India saves face by salvaging Pakistani cricket tour
AFP
22 January 1999
NEW DELHI, Jan 22 (AFP) - India avoided a major loss of face by
forcing a Hindu militant leader to withdraw his sabotage campaign
against Pakistan's first cricket tour here in 12 years, the media said
Friday.
But Bal Thackeray, the leader of the right-wing Hindu party which
spearheaded the campaign, may fan the flames of religion and discord
again, newspapers warned.
The Statesman daily said in a front-page commentary that Thackeray's
decision Thursday, under government pressure, to suspend the hate
campaign had provided short-lived ``relief,'' but added that the
self-proclaimed ``tiger'' could caused panic again.
``For days now Bal Thackeray has been holding the country to ransom,
inciting people to violence and clearly palcing himself above the law.
``When somebody suggested he be locked up and put out of harm's way, he
openly threatened to set Bombay on fire if he was touched.''
Thackeray's Shiv Sena (Shiva's Army) party rules India's most
industrialised state of which Bombay is capital.

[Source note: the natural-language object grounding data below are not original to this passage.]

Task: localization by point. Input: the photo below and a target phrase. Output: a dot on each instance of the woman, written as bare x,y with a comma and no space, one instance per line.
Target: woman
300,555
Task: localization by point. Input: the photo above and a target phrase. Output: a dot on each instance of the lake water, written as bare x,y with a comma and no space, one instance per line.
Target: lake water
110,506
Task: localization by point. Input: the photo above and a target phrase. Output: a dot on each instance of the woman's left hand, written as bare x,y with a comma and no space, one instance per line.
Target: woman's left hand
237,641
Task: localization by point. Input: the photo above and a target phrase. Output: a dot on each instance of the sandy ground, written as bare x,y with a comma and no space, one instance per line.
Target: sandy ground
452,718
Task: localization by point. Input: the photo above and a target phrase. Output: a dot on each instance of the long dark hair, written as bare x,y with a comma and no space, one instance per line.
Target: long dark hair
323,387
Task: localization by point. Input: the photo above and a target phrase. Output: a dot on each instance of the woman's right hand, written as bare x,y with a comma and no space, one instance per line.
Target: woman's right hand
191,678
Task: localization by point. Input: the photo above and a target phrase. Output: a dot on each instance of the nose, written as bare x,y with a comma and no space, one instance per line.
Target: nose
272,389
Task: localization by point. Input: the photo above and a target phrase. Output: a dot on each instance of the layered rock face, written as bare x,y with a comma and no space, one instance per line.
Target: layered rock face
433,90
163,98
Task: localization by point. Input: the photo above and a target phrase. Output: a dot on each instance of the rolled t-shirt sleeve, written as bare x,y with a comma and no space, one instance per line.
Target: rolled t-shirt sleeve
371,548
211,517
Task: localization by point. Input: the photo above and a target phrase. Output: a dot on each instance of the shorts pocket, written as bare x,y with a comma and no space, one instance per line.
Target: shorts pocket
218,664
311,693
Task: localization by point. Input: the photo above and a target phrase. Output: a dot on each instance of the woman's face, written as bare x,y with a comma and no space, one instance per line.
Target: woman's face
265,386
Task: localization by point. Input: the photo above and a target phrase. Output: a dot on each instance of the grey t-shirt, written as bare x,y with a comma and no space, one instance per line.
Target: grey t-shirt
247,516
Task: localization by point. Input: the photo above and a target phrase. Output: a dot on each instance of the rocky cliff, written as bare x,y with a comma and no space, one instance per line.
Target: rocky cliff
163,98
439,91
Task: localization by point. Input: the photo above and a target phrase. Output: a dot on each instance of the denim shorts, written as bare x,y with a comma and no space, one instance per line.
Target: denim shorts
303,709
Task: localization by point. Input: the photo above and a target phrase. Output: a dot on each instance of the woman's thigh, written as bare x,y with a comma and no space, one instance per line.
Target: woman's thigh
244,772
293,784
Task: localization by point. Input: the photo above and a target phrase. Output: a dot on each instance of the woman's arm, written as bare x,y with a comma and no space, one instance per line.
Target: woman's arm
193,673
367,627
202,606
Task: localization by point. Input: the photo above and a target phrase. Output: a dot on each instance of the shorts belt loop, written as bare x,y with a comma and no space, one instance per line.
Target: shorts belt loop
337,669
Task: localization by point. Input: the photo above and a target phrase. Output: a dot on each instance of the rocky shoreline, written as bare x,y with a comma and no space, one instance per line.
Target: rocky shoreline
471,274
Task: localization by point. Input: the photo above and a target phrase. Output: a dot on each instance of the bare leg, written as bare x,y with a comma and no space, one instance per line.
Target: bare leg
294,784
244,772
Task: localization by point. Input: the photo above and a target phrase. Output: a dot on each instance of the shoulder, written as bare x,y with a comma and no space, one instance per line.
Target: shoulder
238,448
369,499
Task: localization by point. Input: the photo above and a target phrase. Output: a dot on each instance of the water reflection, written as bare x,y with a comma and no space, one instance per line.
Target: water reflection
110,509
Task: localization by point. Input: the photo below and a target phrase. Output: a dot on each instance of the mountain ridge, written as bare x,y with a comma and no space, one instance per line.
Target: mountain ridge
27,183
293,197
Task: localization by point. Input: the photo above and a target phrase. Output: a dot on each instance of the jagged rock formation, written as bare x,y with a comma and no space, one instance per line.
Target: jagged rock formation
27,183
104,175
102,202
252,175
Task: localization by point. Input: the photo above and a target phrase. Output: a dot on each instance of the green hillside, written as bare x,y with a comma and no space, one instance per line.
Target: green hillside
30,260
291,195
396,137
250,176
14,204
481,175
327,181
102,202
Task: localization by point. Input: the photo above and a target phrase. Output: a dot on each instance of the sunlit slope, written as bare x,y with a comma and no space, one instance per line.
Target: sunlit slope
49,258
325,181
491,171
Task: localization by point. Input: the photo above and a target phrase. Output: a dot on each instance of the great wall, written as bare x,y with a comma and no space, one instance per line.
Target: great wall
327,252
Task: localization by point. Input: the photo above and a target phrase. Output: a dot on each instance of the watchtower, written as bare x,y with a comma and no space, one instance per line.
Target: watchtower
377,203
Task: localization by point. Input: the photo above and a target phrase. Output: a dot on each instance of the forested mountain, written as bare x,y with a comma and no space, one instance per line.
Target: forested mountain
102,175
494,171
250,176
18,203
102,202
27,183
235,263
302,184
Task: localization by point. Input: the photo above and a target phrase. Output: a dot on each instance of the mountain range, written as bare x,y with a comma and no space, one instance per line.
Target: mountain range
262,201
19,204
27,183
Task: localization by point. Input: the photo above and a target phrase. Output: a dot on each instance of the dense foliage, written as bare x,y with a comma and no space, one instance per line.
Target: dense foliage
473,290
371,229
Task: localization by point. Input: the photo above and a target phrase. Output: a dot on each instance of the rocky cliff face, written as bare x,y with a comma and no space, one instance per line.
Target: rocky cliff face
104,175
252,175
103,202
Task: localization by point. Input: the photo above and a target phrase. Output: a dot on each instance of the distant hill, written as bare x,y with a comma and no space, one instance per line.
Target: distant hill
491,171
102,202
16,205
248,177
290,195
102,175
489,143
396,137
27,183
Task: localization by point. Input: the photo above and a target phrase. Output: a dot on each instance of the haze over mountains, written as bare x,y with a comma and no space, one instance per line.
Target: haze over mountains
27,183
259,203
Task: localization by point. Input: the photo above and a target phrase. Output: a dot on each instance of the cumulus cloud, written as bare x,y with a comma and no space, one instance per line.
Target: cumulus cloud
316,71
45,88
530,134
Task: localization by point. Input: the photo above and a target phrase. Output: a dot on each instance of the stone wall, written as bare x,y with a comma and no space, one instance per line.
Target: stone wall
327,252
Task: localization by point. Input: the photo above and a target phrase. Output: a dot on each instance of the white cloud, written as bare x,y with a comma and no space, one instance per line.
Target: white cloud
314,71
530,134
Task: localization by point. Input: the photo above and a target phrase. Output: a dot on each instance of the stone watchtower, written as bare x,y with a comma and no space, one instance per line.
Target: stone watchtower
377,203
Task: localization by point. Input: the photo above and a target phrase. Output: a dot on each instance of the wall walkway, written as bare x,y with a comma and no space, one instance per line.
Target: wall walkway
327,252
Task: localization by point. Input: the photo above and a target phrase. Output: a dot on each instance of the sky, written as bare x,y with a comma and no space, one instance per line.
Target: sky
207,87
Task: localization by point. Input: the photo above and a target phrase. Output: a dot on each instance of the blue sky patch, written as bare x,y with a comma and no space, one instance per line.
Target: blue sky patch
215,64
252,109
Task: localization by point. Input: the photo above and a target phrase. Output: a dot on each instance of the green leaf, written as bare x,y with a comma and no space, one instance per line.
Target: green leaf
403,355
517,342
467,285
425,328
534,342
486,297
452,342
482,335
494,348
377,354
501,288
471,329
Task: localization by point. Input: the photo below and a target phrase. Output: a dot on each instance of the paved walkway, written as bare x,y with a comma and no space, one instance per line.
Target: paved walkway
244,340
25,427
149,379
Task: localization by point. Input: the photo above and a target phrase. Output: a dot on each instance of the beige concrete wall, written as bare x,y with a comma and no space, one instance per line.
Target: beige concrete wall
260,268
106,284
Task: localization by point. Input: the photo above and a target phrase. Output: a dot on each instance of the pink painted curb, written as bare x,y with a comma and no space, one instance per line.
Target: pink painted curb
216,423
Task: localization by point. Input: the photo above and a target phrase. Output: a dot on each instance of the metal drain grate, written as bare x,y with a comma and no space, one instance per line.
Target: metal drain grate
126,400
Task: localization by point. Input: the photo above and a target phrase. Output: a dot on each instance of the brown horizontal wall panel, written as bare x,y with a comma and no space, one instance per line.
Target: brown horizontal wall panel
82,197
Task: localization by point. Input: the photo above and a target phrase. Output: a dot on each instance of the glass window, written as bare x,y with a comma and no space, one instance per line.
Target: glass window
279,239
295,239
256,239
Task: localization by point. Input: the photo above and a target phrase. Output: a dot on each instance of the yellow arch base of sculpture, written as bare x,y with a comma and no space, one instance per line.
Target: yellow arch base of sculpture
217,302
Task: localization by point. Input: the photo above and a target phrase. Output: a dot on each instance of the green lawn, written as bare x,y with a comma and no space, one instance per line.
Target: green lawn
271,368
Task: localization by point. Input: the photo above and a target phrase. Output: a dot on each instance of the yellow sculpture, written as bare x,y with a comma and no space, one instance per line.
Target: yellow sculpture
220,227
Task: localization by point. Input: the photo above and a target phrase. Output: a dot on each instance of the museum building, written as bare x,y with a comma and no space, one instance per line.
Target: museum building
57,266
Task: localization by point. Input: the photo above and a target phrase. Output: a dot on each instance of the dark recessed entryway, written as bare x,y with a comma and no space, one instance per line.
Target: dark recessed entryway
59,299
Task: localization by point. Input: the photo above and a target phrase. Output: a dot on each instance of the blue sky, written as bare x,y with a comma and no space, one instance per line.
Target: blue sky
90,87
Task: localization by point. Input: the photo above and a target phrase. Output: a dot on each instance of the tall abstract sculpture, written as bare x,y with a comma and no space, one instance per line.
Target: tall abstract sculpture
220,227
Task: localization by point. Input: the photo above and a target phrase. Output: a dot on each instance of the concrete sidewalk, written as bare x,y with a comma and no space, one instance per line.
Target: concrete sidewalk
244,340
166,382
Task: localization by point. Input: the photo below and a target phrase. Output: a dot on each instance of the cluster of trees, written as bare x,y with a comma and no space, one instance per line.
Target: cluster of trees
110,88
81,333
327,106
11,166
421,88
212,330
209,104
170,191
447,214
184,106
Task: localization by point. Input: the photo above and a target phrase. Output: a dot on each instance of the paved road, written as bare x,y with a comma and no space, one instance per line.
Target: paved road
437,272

The Shiv Sena, which is allied to India's ruling Hindu nationalist
party, was opposed to the tour because of Pakistan's support for
Moslem separatists in the disputed Himalayan territory of Kashmir.

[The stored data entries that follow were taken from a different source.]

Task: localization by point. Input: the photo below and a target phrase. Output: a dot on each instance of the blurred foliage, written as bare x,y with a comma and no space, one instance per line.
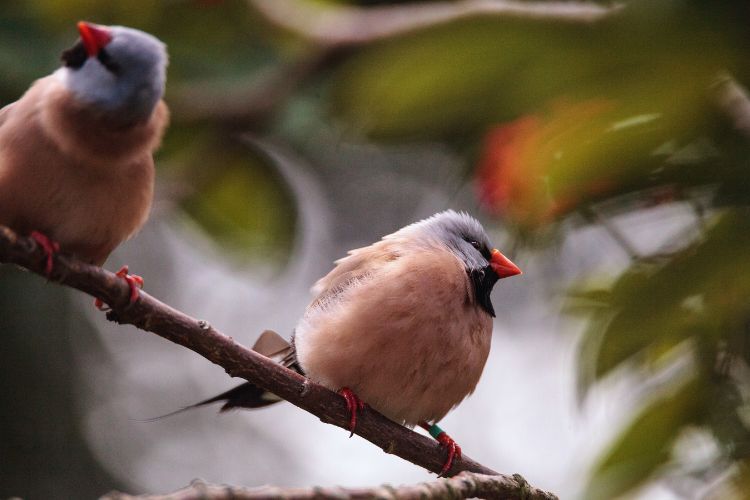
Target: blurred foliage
557,119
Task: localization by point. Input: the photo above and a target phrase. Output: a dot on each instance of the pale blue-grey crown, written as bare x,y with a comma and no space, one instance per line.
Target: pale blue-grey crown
462,234
127,79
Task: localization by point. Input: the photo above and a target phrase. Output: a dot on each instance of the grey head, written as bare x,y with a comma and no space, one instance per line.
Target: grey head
121,71
465,236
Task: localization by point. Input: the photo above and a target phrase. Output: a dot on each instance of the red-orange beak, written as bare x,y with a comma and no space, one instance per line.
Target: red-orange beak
502,265
94,37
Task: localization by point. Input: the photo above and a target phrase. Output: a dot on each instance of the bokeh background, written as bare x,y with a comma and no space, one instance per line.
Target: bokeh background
604,145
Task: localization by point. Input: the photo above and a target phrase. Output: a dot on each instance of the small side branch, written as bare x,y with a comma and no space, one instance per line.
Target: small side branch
465,485
151,315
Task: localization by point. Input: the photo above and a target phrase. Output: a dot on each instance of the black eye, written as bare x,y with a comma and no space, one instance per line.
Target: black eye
107,62
75,56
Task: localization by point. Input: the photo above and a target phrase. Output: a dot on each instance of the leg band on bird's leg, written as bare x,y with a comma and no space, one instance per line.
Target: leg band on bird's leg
134,283
446,441
50,248
353,403
435,431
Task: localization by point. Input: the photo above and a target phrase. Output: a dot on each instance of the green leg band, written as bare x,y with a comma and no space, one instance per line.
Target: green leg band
435,431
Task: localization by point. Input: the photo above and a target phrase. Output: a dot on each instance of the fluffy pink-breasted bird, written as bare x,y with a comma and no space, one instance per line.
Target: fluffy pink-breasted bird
404,325
76,165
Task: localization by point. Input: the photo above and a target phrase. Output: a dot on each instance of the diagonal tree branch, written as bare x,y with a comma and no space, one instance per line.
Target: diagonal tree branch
149,314
464,485
337,25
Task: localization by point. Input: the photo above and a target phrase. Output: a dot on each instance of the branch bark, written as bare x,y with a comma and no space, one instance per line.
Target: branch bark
349,25
149,314
465,485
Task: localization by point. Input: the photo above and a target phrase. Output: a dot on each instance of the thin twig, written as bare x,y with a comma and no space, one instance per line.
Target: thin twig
465,485
349,25
149,314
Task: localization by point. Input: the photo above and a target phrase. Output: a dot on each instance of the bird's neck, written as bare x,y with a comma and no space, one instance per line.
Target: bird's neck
85,130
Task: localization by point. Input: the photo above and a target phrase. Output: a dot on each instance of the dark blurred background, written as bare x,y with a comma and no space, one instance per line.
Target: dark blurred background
603,144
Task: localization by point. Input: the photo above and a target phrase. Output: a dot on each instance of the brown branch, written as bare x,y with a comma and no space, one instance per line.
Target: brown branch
248,104
465,485
349,25
149,314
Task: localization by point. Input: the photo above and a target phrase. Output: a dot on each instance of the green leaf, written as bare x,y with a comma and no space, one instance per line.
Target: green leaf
646,444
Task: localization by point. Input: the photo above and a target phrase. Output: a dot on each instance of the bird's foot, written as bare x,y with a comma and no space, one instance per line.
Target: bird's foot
454,451
134,281
50,249
353,404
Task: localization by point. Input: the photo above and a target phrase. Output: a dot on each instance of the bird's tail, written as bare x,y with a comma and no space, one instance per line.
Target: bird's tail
247,395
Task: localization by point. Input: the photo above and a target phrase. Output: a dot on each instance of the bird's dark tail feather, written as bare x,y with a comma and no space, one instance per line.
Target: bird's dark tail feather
248,395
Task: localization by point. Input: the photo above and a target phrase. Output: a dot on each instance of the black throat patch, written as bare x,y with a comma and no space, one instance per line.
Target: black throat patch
483,280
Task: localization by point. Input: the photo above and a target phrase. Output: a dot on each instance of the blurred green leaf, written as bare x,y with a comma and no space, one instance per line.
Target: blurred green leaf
457,78
646,444
240,200
652,308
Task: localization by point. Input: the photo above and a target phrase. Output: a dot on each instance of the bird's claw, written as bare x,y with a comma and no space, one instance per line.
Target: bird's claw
134,281
353,404
50,248
454,451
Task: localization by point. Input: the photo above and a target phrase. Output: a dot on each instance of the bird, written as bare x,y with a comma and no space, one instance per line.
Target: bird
76,150
403,325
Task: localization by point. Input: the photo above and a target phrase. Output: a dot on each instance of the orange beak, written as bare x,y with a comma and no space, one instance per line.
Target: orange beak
502,265
94,37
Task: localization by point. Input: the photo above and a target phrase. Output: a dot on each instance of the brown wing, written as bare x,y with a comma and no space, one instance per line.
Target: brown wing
358,265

As part of their protest, party activists dug up the pitch at one of
the Test venues two weeks ago, ransacked the India's cricket governing
body's national headquarters in Bombay and said suicide squads would
disrupt play.
Thackeray had in the 1980s incited widespread violence against a
scheduled Pakistani cricket match in Bombay, leading to its
cancellation and the virtual suspension of any Indo-Pakistani cricket
matches on Indian soil.
The Times of India daily said the volte-face had led India's Hindu
nationalist-led government ``out of a sticky wicket which could have
had far-reaching diplomatic ramifications.

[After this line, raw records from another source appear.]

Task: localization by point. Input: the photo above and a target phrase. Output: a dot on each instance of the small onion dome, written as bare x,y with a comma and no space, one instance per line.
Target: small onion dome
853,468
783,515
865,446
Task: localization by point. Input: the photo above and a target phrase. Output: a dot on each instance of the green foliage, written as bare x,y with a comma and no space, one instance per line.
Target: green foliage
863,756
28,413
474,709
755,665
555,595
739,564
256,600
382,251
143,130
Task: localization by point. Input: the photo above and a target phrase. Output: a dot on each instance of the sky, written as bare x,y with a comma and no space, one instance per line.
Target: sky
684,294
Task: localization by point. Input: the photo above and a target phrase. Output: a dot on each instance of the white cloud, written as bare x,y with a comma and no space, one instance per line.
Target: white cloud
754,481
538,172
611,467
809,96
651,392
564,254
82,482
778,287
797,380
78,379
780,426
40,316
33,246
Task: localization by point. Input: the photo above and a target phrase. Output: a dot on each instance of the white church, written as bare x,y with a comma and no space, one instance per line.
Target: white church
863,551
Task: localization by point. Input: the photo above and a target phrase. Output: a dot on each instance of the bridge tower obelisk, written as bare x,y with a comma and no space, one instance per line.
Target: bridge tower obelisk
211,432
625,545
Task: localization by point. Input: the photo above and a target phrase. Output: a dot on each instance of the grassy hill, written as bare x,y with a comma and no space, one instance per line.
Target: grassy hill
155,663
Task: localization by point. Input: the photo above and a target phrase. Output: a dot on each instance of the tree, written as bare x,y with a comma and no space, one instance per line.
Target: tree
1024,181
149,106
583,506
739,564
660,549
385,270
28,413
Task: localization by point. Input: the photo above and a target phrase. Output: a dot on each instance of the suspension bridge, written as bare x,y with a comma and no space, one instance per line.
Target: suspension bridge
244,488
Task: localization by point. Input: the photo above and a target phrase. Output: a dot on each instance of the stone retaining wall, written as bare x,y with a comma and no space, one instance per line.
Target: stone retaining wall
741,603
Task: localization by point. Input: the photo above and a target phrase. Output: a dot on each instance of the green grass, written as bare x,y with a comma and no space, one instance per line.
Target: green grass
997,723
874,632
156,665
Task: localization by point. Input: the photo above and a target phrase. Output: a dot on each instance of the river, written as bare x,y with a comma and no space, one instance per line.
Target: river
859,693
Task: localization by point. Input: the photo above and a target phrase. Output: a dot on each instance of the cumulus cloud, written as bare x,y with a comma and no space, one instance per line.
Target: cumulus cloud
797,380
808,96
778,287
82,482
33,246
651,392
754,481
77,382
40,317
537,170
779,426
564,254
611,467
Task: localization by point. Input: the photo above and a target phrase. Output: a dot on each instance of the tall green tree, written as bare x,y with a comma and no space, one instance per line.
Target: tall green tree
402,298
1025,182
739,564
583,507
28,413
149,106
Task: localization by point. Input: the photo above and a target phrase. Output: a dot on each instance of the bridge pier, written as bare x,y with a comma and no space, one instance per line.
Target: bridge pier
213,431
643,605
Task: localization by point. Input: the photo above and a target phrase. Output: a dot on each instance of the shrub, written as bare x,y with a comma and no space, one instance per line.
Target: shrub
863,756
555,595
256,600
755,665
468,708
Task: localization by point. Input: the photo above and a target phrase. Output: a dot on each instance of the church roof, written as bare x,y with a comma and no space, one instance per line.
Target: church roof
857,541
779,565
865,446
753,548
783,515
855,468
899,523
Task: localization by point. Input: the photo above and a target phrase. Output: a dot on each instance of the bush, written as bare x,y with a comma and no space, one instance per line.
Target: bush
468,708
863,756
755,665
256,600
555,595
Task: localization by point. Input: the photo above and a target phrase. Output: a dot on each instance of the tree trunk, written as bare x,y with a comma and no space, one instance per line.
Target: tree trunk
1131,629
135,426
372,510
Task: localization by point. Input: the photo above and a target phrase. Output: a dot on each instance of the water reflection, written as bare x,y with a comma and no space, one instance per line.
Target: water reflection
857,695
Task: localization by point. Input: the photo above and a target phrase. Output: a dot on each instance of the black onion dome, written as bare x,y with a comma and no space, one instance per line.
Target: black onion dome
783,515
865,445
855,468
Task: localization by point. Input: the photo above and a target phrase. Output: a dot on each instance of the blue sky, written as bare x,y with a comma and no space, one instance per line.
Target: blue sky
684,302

``The vehement anti-Pakistan rhetoric that was mouthed and widely
reported in the press had given the world an image of a hardline
India. This can only strengthen Islamabad's claims that the Kashmir
dispute should be resolved by third-party mediation.''
India and Pakistan have fought three wars, two of them over Kashmir.
India remains vehemently opposed to Pakistani demands for a UN-backed
referendum to determine Kashmir's future arguing that the state is its
``integral'' territory.
Pakistani High Commissioner in India Ashraf Jahangir Qazi on Thursday
denied speculation that Islamabad was trying to gain political mileage
by sending its players here on Thursday despite Thackeray's campaign,
which he shortly before their arrival.
``We are making no political statements here,'' Qazi told the Times of
India. ``Our aim is simply to play the game.''
A Times of India editorial entitled ``Tiger on a Leash'' said the
botched campaign had exposed the political hollowness of the Shiv Sena
party, which ``lacking constructive content and purpose bounces from
one violent and melodramatic agaitiation to another.''
It said Thackeray's quest for an emotive issue to centre his campaigns
had failed completely this time, including a Sena ban on cable
television operators in Bombay from airing the matches.
The Times said Thackeray had ``misread the public mood completely -- bu
choosing to attack cricket, virtually the national game after the
eclipse of hockey, he alienated all right-thinking Indians.''
Pakistan, who last played a Test on Indian soil in March 1987, will
play a two-Test series, the Asian Test championship opener against the
hosts and a triangular one-day series also featuring Sri Lanka.
Pakistan were scheduled to travel to the central city of Gwalior on
Friday for the three-day tour opener against India A from Saturday.
The first Test starts in the southern city of Madras on January 28 and
the second will be played at New Delhi from February 4.